Mon mari avait oublié nos caméras cachées – Ce que j'ai vu faire dans notre chambre m'a fait rentrer à la maison en panique.

Je l'ai interrompu. « Je ne peux m'empêcher de penser à toutes ces fois où tu m'as vu me plier en quatre pour toi alors que tu étais encore capable de te débrouiller seul. » J'ai demandé : « As-tu jamais eu l'intention de me le dire ? »

« Tu dois dire aux enfants que tu pars quelque temps. »

Il ouvrit la bouche. Rien n'en sortit.

Voilà ma réponse.

Je lui ai dit : « Tu dois dire aux enfants que tu pars quelque temps. »

Il leva brusquement les yeux. « Mara… »

« Je ne peux même pas te regarder en ce moment. »

Il est parti ce soir-là. Nous avons raconté aux enfants une version partielle : qu’il avait caché des progrès dans sa santé et que j’avais besoin de temps.

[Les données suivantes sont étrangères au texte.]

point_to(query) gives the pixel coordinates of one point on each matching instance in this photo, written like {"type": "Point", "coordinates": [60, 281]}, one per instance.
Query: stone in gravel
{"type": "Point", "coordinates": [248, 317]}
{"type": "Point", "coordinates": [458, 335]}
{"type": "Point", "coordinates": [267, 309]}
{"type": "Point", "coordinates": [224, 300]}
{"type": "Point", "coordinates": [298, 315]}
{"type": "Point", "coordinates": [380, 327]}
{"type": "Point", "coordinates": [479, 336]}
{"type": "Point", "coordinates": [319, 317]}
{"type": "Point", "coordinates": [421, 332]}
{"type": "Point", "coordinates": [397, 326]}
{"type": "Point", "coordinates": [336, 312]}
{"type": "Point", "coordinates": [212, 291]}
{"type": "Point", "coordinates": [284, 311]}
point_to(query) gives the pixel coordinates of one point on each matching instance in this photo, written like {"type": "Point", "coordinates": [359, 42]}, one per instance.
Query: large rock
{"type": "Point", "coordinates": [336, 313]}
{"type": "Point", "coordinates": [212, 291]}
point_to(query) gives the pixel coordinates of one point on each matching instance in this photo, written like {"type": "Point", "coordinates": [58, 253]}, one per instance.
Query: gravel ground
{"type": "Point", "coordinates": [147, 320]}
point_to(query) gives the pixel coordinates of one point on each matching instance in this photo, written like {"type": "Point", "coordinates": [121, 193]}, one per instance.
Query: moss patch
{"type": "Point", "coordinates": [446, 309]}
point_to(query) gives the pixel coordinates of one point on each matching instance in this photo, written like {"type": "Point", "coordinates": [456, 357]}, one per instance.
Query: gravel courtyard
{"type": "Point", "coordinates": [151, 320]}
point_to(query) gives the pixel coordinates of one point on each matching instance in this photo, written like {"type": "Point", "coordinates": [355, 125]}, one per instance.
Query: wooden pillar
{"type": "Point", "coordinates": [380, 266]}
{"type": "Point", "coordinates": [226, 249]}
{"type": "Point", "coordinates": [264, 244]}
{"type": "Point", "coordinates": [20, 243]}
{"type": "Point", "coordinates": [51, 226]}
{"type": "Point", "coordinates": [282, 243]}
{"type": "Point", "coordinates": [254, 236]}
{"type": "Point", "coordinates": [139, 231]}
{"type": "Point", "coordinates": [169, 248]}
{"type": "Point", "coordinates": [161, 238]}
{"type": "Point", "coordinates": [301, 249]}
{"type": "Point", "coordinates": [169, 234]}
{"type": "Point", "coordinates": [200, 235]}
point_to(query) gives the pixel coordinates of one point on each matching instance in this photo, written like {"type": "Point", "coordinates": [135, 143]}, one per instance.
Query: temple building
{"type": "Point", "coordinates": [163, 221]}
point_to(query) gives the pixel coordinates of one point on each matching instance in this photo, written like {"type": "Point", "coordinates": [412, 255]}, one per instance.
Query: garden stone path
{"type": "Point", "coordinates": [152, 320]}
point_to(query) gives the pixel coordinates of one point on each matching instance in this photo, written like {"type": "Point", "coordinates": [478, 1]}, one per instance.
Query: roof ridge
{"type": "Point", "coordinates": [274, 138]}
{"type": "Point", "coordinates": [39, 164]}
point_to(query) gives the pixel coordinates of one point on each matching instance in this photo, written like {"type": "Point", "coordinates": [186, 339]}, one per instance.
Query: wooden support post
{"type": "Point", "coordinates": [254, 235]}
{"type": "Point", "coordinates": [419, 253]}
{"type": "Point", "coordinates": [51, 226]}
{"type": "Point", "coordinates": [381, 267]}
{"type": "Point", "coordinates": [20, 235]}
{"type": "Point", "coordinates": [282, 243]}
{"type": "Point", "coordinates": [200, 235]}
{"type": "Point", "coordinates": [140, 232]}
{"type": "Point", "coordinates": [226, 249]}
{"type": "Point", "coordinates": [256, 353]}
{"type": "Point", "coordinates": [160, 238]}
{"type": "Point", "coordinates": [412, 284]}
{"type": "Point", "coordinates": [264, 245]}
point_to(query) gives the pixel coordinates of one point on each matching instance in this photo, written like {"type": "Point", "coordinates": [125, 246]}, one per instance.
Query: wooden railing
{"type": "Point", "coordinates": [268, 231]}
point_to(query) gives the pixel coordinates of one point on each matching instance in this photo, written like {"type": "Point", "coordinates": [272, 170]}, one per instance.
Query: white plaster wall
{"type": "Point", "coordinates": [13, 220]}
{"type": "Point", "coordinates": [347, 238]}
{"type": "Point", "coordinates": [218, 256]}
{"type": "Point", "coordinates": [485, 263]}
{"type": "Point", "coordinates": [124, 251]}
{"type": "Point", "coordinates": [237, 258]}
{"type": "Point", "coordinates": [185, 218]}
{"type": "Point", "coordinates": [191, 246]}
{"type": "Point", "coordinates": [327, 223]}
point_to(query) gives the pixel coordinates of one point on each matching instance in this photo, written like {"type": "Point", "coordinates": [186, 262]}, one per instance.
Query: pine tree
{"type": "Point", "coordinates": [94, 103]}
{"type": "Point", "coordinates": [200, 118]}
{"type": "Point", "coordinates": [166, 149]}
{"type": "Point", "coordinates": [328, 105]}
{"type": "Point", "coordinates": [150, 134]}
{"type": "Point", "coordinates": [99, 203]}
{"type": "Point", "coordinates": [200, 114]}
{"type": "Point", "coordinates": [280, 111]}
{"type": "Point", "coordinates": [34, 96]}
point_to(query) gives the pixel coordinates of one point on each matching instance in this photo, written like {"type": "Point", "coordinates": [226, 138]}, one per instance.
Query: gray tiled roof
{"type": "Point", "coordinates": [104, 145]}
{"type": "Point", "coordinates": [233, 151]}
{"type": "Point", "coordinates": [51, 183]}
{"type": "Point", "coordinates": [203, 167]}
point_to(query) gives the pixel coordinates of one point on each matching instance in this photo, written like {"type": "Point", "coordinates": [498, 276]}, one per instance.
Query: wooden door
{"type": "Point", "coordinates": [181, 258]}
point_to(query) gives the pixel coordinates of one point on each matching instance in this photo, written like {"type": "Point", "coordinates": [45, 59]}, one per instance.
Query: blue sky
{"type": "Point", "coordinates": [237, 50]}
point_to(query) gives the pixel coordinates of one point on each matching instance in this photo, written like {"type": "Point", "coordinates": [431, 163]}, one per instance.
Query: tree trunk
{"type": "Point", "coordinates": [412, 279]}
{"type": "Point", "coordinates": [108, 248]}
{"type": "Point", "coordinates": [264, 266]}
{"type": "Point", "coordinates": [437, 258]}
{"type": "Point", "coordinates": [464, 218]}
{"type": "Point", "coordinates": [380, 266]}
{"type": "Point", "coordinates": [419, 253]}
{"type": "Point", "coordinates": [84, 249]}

Voir mon mari marcher aurait dû être perçu comme un miracle.

Ma fille a dit : « Mais n'est-ce pas bien ? »

Je lui ai dit : « Ça aurait dû être comme ça. »

C'est ça que je n'arrive pas à surmonter.

Le fait que mon mari puisse marcher aurait dû être un miracle. Au lieu de cela, j'ai l'impression d'être trahi.

Il n'arrête pas de m'envoyer des textos du genre : « J'avais honte », « Je ne savais pas comment te le dire » et « Laisse-moi t'expliquer en personne. »

J'ai eu tort.

Je pense aussi qu'il appréciait la facilité avec laquelle son mensonge lui simplifiait la vie.

Avant, je pensais que la chose la plus choquante que je puisse voir, c'était mon mari se lever et marcher.

J'ai eu tort.

Le plus choquant, c'était de réaliser qu'il en avait été capable et qu'il avait choisi de me laisser continuer à le porter malgré tout.